In [1]:
from sklearn.manifold import TSNE
from sklearn.decomposition import PCA
import torch
import numpy as np
import plotly.express as px

In [2]:
# Config
# embedding_location = "../outputs/vq_vae_v5.8/embeddings.pt"
# embedding_location = "../outputs/vq_vae_v5.8/encodings.pt"
embedding_location = "../outputs/convolutional_vae_v16.5/embeddings.pt"

In [3]:
checkpoint = torch.load(embedding_location)
embeddings = checkpoint['embeddings']
filenames = checkpoint['filenames']
pokemon_types = checkpoint['pokemon_types']
num_embeddings = embeddings.shape[0]
# embeddings = embeddings.reshape(num_embeddings, -1)
# embeddings = embeddings * 256

In [13]:
embeddings.shape

torch.Size([740, 256])

# 2D t-SNE

In [23]:
tsne = TSNE(n_components=2, init='pca', learning_rate='auto', verbose=1).fit_transform(embeddings)
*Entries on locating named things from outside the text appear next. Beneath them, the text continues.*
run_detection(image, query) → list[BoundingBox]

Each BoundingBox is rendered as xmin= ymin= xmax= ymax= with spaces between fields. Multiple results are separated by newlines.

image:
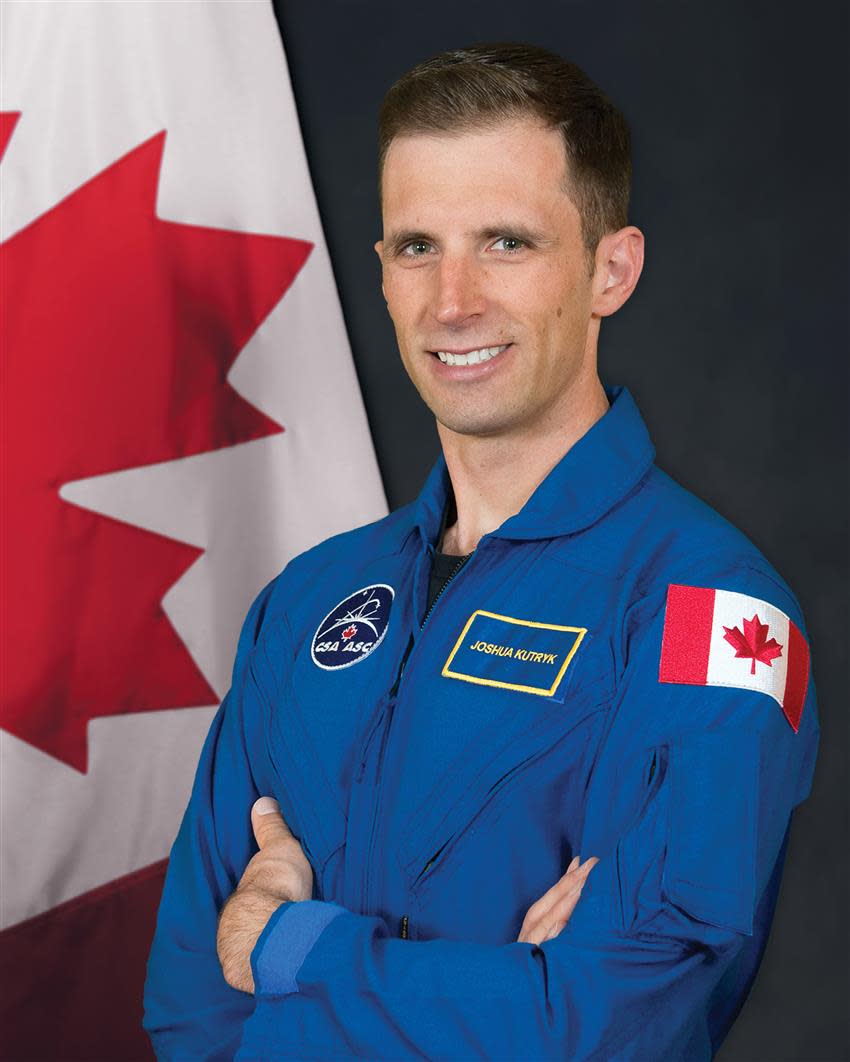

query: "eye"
xmin=402 ymin=240 xmax=431 ymax=258
xmin=492 ymin=236 xmax=527 ymax=255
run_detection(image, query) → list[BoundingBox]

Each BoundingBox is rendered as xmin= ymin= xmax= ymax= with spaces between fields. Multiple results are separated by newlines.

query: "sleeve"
xmin=143 ymin=587 xmax=280 ymax=1062
xmin=237 ymin=569 xmax=817 ymax=1060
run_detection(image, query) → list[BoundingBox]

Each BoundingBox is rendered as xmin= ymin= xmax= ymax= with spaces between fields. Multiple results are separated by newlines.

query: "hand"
xmin=516 ymin=856 xmax=599 ymax=944
xmin=216 ymin=797 xmax=312 ymax=992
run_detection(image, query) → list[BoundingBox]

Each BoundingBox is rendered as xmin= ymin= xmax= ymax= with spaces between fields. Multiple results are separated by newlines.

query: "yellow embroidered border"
xmin=442 ymin=609 xmax=588 ymax=697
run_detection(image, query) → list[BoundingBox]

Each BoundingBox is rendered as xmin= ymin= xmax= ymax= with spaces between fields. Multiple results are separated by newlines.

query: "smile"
xmin=436 ymin=343 xmax=510 ymax=365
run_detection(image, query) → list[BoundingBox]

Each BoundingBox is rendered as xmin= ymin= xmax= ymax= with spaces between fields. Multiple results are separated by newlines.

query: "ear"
xmin=591 ymin=225 xmax=644 ymax=318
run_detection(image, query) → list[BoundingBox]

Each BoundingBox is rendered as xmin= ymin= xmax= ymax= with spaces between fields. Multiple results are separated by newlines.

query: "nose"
xmin=434 ymin=254 xmax=487 ymax=328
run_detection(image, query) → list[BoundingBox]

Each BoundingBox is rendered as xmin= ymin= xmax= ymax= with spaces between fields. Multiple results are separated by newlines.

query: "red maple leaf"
xmin=724 ymin=614 xmax=782 ymax=674
xmin=0 ymin=115 xmax=311 ymax=771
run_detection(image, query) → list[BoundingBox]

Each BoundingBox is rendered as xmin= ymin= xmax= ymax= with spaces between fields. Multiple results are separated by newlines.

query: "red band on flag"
xmin=782 ymin=622 xmax=809 ymax=734
xmin=658 ymin=583 xmax=714 ymax=686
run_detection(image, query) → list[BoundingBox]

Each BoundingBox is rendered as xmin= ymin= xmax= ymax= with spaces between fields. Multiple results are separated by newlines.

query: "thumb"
xmin=251 ymin=797 xmax=292 ymax=849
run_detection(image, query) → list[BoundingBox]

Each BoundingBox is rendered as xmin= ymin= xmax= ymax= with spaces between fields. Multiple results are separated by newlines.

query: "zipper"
xmin=419 ymin=553 xmax=472 ymax=631
xmin=358 ymin=553 xmax=472 ymax=910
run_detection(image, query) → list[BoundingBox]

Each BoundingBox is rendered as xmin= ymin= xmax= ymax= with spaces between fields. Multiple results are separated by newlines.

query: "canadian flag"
xmin=0 ymin=0 xmax=386 ymax=1062
xmin=659 ymin=583 xmax=809 ymax=733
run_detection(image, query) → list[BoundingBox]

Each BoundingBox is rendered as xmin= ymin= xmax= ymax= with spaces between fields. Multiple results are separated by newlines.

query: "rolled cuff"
xmin=251 ymin=900 xmax=345 ymax=996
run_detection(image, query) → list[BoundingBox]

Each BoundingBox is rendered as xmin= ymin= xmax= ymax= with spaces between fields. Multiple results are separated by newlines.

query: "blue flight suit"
xmin=146 ymin=389 xmax=818 ymax=1060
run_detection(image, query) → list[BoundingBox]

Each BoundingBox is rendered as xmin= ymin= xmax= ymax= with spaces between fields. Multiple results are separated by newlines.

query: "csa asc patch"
xmin=310 ymin=583 xmax=395 ymax=671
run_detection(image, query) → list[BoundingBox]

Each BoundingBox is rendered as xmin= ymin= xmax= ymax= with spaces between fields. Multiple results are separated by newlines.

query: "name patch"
xmin=442 ymin=609 xmax=588 ymax=697
xmin=310 ymin=583 xmax=395 ymax=671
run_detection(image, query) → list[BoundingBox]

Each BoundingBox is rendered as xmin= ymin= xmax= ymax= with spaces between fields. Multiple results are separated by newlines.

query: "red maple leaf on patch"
xmin=724 ymin=614 xmax=782 ymax=674
xmin=0 ymin=115 xmax=312 ymax=771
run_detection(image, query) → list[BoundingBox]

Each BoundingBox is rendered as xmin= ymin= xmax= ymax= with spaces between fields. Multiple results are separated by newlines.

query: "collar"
xmin=411 ymin=387 xmax=656 ymax=548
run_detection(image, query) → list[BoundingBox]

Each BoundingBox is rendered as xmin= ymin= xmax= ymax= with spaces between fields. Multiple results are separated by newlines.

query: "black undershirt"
xmin=425 ymin=493 xmax=472 ymax=615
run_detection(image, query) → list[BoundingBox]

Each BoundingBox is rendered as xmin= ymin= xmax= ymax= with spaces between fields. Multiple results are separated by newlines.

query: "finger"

[t-SNE] Computing 91 nearest neighbors...
[t-SNE] Indexed 740 samples in 0.001s...
[t-SNE] Computed neighbors for 740 samples in 0.032s...
[t-SNE] Computed conditional probabilities for sample 740 / 740
[t-SNE] Mean sigma: 3.907058



The PCA initialization in TSNE will change to have the standard deviation of PC1 equal to 1e-4 in 1.2. This will ensure better convergence.



[t-SNE] KL divergence after 250 iterations with early exaggeration: 79.624786
[t-SNE] KL divergence after 1000 iterations: 2.183717


In [24]:
fig = px.scatter(tsne, x=0, y=1, color=pokemon_types, labels={'color': 'type'}, hover_name=filenames, title='2D t-SNE')
fig.show()

# 2D PCA

In [9]:
pca = PCA().fit_transform(embeddings)

In [17]:
fig = px.scatter(pca, x=0, y=1, color=pokemon_types, labels={'color': 'type'}, hover_name=filenames, title="2D PCA")
fig.show()

# 3D t-SNE

In [19]:
tsne = TSNE(n_components=3, init='pca', learning_rate='auto', verbose=1).fit_transform(embeddings)

[t-SNE] Computing 91 nearest neighbors...
[t-SNE] Indexed 740 samples in 0.001s...
[t-SNE] Computed neighbors for 740 samples in 0.027s...
[t-SNE] Computed conditional probabilities for sample 740 / 740
[t-SNE] Mean sigma: 3.907058



The PCA initialization in TSNE will change to have the standard deviation of PC1 equal to 1e-4 in 1.2. This will ensure better convergence.



[t-SNE] KL divergence after 250 iterations with early exaggeration: 98.731110
[t-SNE] KL divergence after 1000 iterations: 2.820067


In [20]:
fig = px.scatter_3d(tsne, x=0, y=1, z=2, color=pokemon_types, labels={'color': 'type'}, hover_name=filenames, title='3D t-SNE')
fig.show()